Listening to the re-release of 1995's Broken Girl feels a
little like chancing across old school photos: Doiron's songs here
have a bright-eyed naïvete and heart-on-sleeve earnestness which
were erased in the spare and insular albums that followed. In this
reissue, Broken Girl (the first solo album she made after
disbanding Eric's Trip) comes with her early singles, "Dog Love Part
II" and "Nora" (the latter being the name given to the car she
occasionally recorded in); this set list of hard-to-get repackagings
is a clue that most likely this recording is aimed at Doiron
completists.
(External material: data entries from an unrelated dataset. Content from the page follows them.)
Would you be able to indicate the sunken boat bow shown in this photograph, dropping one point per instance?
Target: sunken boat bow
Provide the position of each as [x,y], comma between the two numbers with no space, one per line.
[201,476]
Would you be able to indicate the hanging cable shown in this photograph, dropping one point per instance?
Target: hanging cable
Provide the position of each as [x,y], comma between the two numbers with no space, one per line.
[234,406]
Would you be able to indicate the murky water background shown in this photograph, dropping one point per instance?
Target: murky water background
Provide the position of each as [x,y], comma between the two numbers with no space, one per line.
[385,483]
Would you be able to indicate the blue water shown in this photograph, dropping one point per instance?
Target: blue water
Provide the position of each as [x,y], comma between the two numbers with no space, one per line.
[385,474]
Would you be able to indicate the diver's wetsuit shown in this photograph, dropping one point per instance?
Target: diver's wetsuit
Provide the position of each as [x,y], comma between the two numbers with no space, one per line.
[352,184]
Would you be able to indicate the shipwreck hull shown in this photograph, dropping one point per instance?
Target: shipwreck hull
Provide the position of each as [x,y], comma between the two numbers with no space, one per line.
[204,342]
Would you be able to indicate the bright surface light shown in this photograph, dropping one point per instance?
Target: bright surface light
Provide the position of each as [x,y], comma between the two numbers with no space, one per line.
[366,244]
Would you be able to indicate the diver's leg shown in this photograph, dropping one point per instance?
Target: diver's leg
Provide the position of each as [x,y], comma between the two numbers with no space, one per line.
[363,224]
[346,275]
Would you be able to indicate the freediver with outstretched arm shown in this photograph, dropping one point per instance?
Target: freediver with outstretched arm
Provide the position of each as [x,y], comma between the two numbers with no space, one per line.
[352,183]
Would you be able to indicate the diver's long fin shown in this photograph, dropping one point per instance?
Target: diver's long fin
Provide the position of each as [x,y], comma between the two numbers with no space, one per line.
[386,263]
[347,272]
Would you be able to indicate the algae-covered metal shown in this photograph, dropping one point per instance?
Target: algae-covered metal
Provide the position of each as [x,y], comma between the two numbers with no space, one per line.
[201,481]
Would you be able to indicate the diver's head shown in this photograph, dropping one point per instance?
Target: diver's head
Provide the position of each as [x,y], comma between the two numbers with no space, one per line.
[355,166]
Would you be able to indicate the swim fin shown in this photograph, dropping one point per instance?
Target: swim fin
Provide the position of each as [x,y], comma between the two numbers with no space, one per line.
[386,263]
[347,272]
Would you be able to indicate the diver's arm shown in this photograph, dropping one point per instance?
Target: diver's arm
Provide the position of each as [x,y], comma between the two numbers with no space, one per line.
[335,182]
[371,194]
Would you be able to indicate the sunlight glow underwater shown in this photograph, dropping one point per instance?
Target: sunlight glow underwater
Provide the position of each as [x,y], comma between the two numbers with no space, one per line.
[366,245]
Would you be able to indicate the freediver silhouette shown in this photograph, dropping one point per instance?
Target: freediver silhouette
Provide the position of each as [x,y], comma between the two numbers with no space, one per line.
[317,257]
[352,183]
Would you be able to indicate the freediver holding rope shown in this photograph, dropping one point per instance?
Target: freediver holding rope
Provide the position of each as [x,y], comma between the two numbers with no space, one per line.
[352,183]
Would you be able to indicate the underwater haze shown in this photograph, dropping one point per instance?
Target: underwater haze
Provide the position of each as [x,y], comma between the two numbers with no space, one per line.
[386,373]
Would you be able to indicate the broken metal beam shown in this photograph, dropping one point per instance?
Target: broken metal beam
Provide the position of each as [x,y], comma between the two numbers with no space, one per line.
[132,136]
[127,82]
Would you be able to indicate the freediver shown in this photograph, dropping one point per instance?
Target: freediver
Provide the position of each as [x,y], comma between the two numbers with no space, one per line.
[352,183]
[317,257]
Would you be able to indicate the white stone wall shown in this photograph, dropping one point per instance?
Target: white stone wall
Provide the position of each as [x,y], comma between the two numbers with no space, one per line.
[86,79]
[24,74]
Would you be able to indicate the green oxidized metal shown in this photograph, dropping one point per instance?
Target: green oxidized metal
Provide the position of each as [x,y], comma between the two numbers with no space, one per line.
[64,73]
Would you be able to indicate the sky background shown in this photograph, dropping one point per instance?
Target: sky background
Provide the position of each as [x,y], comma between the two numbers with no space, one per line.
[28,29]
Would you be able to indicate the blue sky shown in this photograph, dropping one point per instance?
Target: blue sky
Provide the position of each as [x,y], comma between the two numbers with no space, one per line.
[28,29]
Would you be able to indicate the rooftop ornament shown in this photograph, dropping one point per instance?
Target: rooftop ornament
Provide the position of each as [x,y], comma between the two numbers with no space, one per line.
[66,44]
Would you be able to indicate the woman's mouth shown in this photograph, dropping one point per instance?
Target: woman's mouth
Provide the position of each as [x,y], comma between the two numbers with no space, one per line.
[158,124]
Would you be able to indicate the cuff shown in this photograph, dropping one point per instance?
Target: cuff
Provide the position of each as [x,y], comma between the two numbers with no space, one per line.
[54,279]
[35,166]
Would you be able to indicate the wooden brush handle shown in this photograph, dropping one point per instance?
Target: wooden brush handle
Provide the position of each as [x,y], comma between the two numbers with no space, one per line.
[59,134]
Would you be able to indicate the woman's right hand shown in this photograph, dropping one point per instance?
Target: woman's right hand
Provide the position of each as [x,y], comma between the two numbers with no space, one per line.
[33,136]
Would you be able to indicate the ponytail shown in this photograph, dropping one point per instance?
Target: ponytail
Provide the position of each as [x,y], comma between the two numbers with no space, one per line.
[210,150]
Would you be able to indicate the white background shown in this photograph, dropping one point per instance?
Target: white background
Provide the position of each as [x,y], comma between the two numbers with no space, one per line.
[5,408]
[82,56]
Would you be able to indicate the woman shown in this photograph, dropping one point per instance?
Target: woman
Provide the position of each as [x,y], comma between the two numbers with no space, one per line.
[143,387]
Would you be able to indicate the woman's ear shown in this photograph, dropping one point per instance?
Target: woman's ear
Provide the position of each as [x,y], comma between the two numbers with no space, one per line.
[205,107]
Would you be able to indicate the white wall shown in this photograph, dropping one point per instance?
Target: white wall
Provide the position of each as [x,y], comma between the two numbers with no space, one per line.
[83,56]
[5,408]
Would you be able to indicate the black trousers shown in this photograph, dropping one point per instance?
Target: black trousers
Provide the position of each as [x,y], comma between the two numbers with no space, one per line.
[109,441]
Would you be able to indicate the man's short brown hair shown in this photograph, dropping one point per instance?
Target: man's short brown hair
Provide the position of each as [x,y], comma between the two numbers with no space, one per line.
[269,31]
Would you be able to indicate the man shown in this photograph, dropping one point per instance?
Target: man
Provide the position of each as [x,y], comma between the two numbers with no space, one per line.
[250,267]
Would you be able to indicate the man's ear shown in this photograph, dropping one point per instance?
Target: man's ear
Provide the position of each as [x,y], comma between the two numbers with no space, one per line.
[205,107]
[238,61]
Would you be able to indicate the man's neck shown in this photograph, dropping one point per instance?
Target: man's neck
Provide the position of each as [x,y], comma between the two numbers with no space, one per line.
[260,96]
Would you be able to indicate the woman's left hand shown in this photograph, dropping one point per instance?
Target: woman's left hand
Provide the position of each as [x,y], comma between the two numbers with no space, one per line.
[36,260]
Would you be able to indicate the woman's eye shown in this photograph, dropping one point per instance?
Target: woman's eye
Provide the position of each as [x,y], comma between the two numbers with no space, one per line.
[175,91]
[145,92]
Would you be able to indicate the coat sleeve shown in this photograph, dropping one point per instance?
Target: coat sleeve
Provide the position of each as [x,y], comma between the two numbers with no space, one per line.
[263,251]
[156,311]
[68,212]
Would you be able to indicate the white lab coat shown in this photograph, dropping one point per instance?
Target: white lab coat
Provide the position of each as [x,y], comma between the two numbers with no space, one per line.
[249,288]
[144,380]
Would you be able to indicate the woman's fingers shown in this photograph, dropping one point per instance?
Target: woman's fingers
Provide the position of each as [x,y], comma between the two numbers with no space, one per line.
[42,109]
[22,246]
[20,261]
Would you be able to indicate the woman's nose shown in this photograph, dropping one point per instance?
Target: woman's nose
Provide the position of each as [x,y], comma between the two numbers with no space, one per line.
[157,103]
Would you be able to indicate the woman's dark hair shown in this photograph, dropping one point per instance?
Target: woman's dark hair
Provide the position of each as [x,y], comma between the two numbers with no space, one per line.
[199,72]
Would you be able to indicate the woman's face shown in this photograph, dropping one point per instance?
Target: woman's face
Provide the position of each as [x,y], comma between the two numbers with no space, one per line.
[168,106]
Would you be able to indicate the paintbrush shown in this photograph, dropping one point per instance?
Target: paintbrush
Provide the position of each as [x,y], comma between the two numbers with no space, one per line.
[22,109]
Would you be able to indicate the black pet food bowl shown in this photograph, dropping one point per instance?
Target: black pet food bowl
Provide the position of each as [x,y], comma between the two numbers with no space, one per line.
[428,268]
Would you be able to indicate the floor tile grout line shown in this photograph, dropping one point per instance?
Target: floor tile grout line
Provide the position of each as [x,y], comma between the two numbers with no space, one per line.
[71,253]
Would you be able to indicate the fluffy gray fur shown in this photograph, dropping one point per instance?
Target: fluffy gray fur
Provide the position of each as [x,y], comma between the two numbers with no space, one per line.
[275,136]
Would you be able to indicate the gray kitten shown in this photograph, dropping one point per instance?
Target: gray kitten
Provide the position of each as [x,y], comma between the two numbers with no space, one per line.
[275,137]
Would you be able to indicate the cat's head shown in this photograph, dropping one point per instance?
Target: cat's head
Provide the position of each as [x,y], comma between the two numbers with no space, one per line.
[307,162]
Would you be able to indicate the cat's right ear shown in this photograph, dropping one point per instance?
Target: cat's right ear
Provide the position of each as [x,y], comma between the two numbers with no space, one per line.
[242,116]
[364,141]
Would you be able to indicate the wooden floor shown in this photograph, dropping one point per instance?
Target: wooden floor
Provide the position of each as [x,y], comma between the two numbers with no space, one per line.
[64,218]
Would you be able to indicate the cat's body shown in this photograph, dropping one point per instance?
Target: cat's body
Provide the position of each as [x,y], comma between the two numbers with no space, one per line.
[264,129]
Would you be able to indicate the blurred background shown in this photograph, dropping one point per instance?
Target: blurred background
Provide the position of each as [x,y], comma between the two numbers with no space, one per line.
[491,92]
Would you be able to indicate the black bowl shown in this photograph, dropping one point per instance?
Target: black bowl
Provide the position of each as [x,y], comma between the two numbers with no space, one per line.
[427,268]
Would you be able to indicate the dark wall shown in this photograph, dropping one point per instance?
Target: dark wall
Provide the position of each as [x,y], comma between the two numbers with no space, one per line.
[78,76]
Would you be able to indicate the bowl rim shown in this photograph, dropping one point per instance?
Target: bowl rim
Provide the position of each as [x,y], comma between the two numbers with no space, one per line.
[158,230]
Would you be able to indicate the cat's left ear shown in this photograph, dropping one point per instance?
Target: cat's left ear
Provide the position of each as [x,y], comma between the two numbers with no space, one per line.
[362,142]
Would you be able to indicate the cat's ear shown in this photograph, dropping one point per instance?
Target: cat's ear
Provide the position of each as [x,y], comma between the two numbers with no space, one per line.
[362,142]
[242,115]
Since I'm a self-confessed back-catalogue nerd myself,
this album works for me in several ways. There's the chance to listen
to Broken Girl> itself, which was only available in limited
release when it first came out; there's the two versions of Dance
Music on this (how music geek-appeasing is that?), both very
different from the song released from her later Juno-winning Julie
Doiron and the Wooden Stars; and there's the whole
curiosity-now-sated factor too. Having never heard Broken Girl
until now, I had assumed it was, from the title, a semi-bleak,
end-of-my-tether collection of heartsore bruisings. Not so. This is
probably the most sunny solo record Doiron has ever put out, but it
also squeaks a little with earnestness, youth, and her lack of a
distinguishing sound. Mainly consisting of lo-fi acoustic songs with
lyrics like "We looked neat and we looked cute/ And somehow it was
beautiful" ("Beautiful") and "You cut your hair last year/ I find it
makes you taller" ("Taller Beauty"), Doiron sounds a lot like many
female singer/songwriters with a guitar. It's a strong contrast to
the world-weary and sparse Loneliest in the Morning (which was
the follow-up) and the sparely flourished but compelling, sometimes
self-haunted later albums (Desormais, Heart and Crime).
There are some standout songs, like Laugh With Me and the
double versions of Dance Music, but this is Doiron at her
earliest, not her best. Still, it's something that's worth keeping,
just like the old photos where you and your young classmates are yet
to know what you'll look like when you grow up.